Bill Albrecht, the Water Division superintendent, graciously guided me through the facility, starting with a descent into the plant’s bottommost fathoms. Here, the concrete walls hummed and whirred under a labyrinth of pipes and meters, regulating the powerful flow of the water that naturally gravitates down from the bed of the reservoir. Albrecht walked me through the process, nearly shouting over the hydraulic din. First, a thin blue pipe containing sodium permanganate oxidizes the flow, incinerating the large debris that collects in the water. Then, it shoots up into a splitter box, which channels the water into a container that treats the water with ferric, a coagulant that latches onto particulates. The water then flows through a flocculator, which clumps together the solids in the water, and then it is passed through massive lime slakers that “softens” the water, a great balancing act that keeps the water from becoming both overly-corrosive and slippery. With a flashlight, Albrecht traced the rippling stream down into the settling basins, which rake away the coagulated sediments in three successive basins. Finally, the now combed-through water is treated with chlorine and fluoride as part of EPA standards and is pH regulated before shooting off toward Oberlin’s two water towers, where they settle to be finally distributed into our sinks, water fountains, pools, and fire hydrants.

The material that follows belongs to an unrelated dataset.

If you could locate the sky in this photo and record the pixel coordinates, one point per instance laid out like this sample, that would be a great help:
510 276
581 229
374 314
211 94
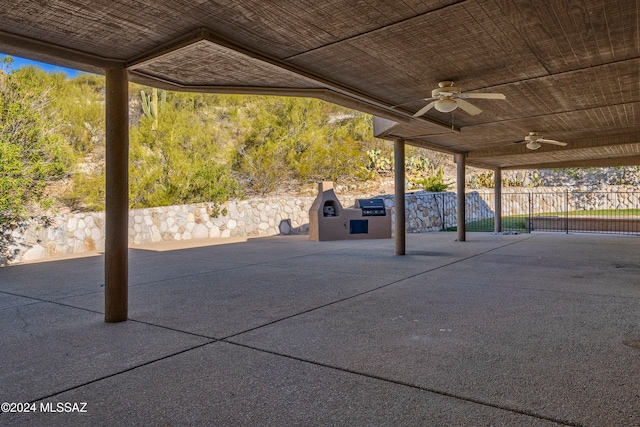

The process in its entirety resembles a strictly regulated stream of intention that places barriers and assessments at every stage, even before the water gets to the reservoir from the Black River Watershed. Under Aldrecht and his colleagues’ purview, no runaway tributaries of poor standards are allowed to branch off; even the water quality “scare” that occurred in September of last year was solely a taste concern, as Aldrecht notes that due to an algal bloom, the water contained non harmful particulates that the human taste can detect to the parts-per-trillion. Currently, the plant is adopting new technologies and consulting engineers to improve their water treatment process even further. As Aldrecht explained to me, the reservoir has introduced a new bloom buoy, which is solar-powered and sends sound waves through the reservoir to disrupt cyanboacertia’s ability to reproduce and create algae blooms.
When asked about bottled water, Aldrecht expressed both his understanding and concern.
“I get the convenience, but the [bottled water] industry is not nearly as regulated like we are,” Albrecht said.
As Oberlin approaches carbon neutrality through geothermal wells and solar fields, smaller sustainable goals such as eliminating bottled water remain just as important to the cultivation of a broader sustainable mission on campus. From Oberlin’s OES offices to the concrete settling basins of Oberlin’s reservoir, people like Bill Albrecht and Heather Adelman work every day under the shared mission of delivering safe and sustainable living standards to the Oberlin community. It is clear that the concerns regarding Oberlin’s tap water are unfounded, and that removing bottled water is a necessary step in reducing Oberlin’s environmental impact. What remains to be seen is if the student body will get on board with these policies, or risk perspectival myopia from their own plastic containers of stagnation and waste.